I think, in Northern Ireland, some landlords pay rates (their version of our LPT) and others don't. Obviously, the ones that do are advertised as such and it is reflected in the rent price.


Sent from my iPhone using Tapatalk


----------



## Bronte (10 Mar 2014)

jdpl28 said:


> When water charges are metered, of course it makes sense for the renter to pay, but for the property charges?


 
Which property charges?  If it's the new property tax, than no the renter should not pay, but if it's the old local authority 'rates' which was for bins/water than yes.


----------



## T McGibney (10 Mar 2014)

Bronte said:


> Which property charges?  If it's the new property tax, than no the renter should not pay



Why not, if the terms of the lease so provide?


----------



## Bronte (10 Mar 2014)

Doesn't sound right Tommy that renters should pay landlords taxes.  If it's a charge/rate/water/utility/service and not a tax that's different.


----------



## T McGibney (10 Mar 2014)

Bronte said:


> Doesn't sound right Tommy that renters should pay landlords taxes.  If it's a charge/rate/water/utility/service and not a tax that's different.



It's accepted without question in the UK, US and elsewhere that the occupier foots the bill for property taxes. Why should this part of Ireland be any different?


----------



## potnoodler (10 Mar 2014)

Everyone knows just easier to collect from the owner
No other reason.


----------



## Bronte (11 Mar 2014)

T McGibney said:


> It's accepted without question in the UK, US and elsewhere that the occupier foots the bill for property taxes. Why should this part of Ireland be any different?


 
Which property tax in the UK do renters pay?  Is it an actual tax or a charge for services?


----------



## T McGibney (11 Mar 2014)

Bronte said:


> Which property tax in the UK do renters pay?  Is it an actual tax or a charge for services?



They call it "rates" but like the LPT here, it's billed as a charge for general & specific local services.

http://www.belfastcity.gov.uk/council/rates/whatarerates.aspx


----------



## callybags (11 Mar 2014)

I would have thought it's a moot point, as regardless of what is in the lease the liability for the property tax remains with the owner, and it is they who will be pursued in the event of non-payment.

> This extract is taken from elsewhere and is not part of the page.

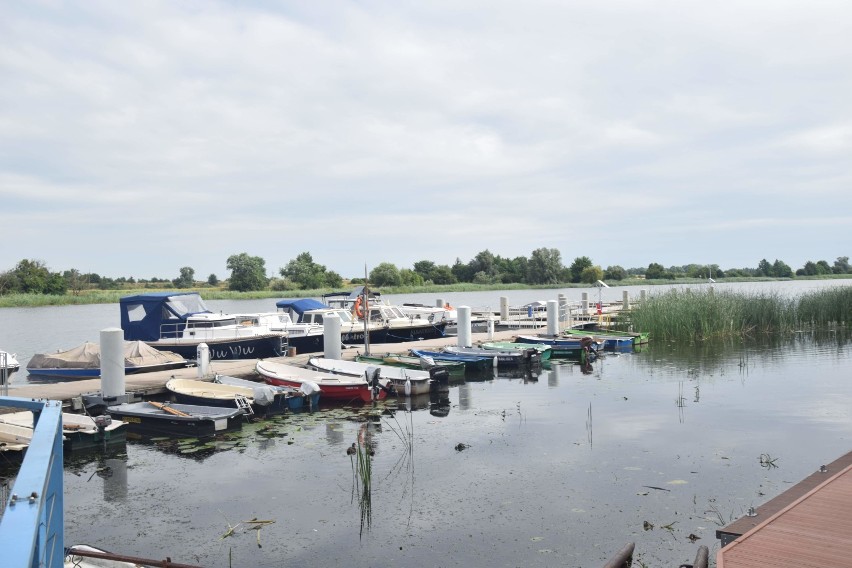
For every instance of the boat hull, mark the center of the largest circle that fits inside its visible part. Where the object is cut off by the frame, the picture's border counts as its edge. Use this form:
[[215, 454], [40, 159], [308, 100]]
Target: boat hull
[[252, 347], [203, 421]]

Presumably with water charges the tenant can register an account similar to the current set up with electric, gas etc.


----------



## Meath Lady (6 May 2014)

Any update on how water charges will apply to tenants. I have a house set in apartments with no meters fitted as yet. My tenants are generally students who vacate in  late May. I expect from here on the tenants will pay for the water. However I am wondering how this will work. No meters, six people (ie 3 in one apt, 2 in another and 1 in another).
Tenants generally will not be resident for a full tax year so who will avail of the free water?
Any opinions. information would be welcome before I draw up my next lease.
Thanks


----------



## Gint (6 May 2014)

T McGibney said:


> It's accepted without question in the UK, US and elsewhere that the occupier foots the bill for property taxes. Why should this part of Ireland be any different?




You are right as to renters paying property charges/rates in the UK. I think it is different in the US where the Landlord pays Property tax. 

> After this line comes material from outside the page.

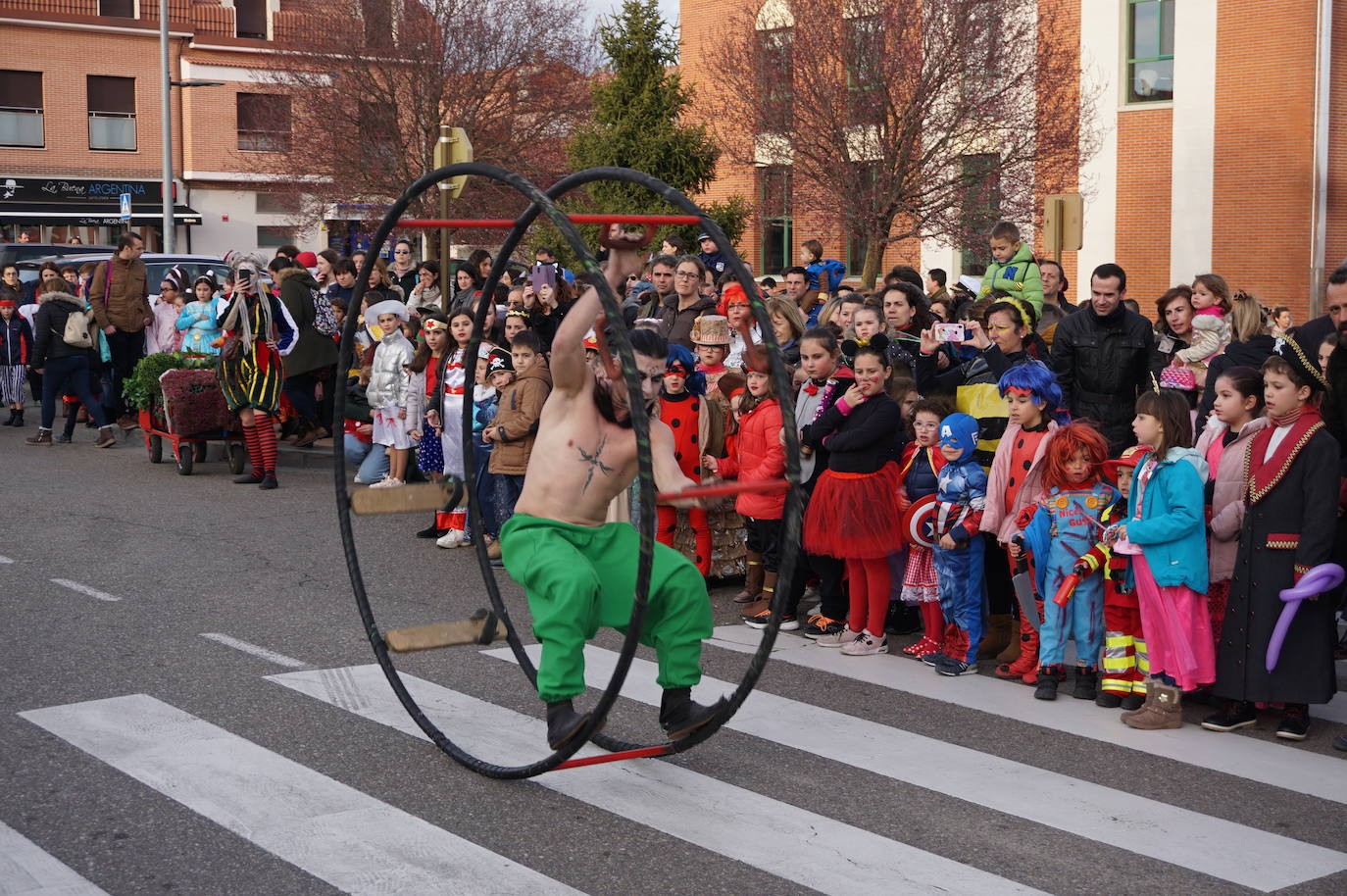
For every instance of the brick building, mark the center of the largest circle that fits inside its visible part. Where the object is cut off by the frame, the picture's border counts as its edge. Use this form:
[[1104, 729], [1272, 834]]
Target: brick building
[[1223, 128], [79, 121]]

This is my take. If charge is specified for maintenance or enjoyment of local facilities, then the 'enjoyer' Tenant should pay. However if Govt words the charge directly as Property ownership charge, then it is Landlord's responsibility.


----------



## TommyB (6 May 2014)

The legislation is clear that local authority taxes are paid by the owner.


----------



## SCA911 (7 May 2014)

Further to this if it is agreed between tenant and landlord that tenant pays for water charges, as they do for electricity, gas, waste, etc., and then the tenant vacates the property leaving behind an unpaid water bill is the the landlord then liable.  I know this can be checked when tenancy is finishing and deducted from deposit but just wondering who would be pursued.


----------



## Dermot (7 May 2014)

Another interesting aspect to this will be where the water pressure has been reduced because a Tenant has not paid their water charges will the pressure be turned back on when the Landlord informs the water company that the Tenant has left the house. 
It is another headache for landlords.
I know would be better paid if I was a lowly paid employee of this quango than as a landlord.


----------



## AlbacoreA (7 May 2014)

Bronte said:


> Doesn't sound right Tommy that renters should pay landlords taxes.  If it's a charge/rate/water/utility/service and not a tax that's different.



I take your point. 

But the reality is the LL pays it from their income. Which is got from the tenant rent. Increase the costs to LL, you increase rents for tenants.


----------